Uma decisão condenatória mas que diminua a pena imposta a Lula dará margem a outros recursos para a defesa do petista, que também terão de ser ajuizados no STJ e no STF.
Há ainda a possibilidade de um desembargador pedir vista durante o julgamento. Nesse cenário, os votos já declarados durante a sessão de julgamento contam, mas será necessário aguardar que o desembargador que pediu vista apresente seu voto, em uma nova sessão. Nessa hipótese, outros desembargadores que já votaram podem mudar o seu voto, caso acompanhem o entendimento do magistrado autor do pedido de vista.
No julgamento de hoje, o advogado de Lula, Cristiano Zanin, deverá ser o terceiro a fazer a sustentação oral diante dos três desembargadores, segundo a ordem de inscrição.
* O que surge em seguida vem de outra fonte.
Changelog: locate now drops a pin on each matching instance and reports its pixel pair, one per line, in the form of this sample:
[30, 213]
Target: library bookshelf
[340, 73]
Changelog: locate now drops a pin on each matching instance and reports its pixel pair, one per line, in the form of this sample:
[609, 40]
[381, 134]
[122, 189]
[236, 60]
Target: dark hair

O defensor deverá pedir a absolvição do petista por falta de provas de que ele tenha cometido ato de ofício (durante o mandato presidencial) e ainda abordará a tese de que os crimes, se houve, estariam prescritos pelo tempo já decorrido - a prescrição é um dispositivo legal que limita, temporalmente, o poder do Estado para processar criminalmente.
No memorial apresentado pela defesa de Lula, os advogados solicitam a garantia de liberdade para - no caso de condenação - o ex-presidente recorrer aos tribunais superiores sem ser preso. A decisão sobre a prisão de Lula cabe ao TRF-4, caso o condene no julgamento de hoje. Porém, a execução provisória de pena só pode ser ordenada depois de esgotados os recursos no próprio TRF-4. O atual entendimento do Supremo, uma interpretação do texto constitucional, dispõe que a execução da pena começa quando concluída a condenação em segunda instância.
A sessão será aberta às 08h30 pelo presidente da Turma, Leandro Paulsen. Depois o relator Gebran Neto lerá o relatório do processo. Só então ocorrerá a manifestação do MPF, que terá 30 minutos. Depois vêm os advogados de defesa, com 15 minutos cada, totalizando duas horas para as defensores.
O primeiro a falar diante da Turma será o procurador regional da República Maurício Gerum, que pedirá que Lula tenha pena ampliada e seja condenado por três atos de corrupção, e não apenas um, conforme a sentença de Moro.
O segundo será o jurista Ariel Dotti, que atua para a Petrobras como assistente da acusação.
Ele será sucedido por Luís Carlos Torres, que defende Agenor Magalhães, ex-executivo da OAS; Fernando Fernandes, que defende o presidente do Instituto Lula, Paulo Okamotto; e Fernando Noal, que representa Roberto Moreira, ex-diretor da OAS. O advogado do empreiteiro José Adelmário Pinheiro também falará.
Caso haja pedido de vista, o julgamento será adiado e retomado em outra data, quando o autor do pedido devolver a matéria para a pauta da Turma.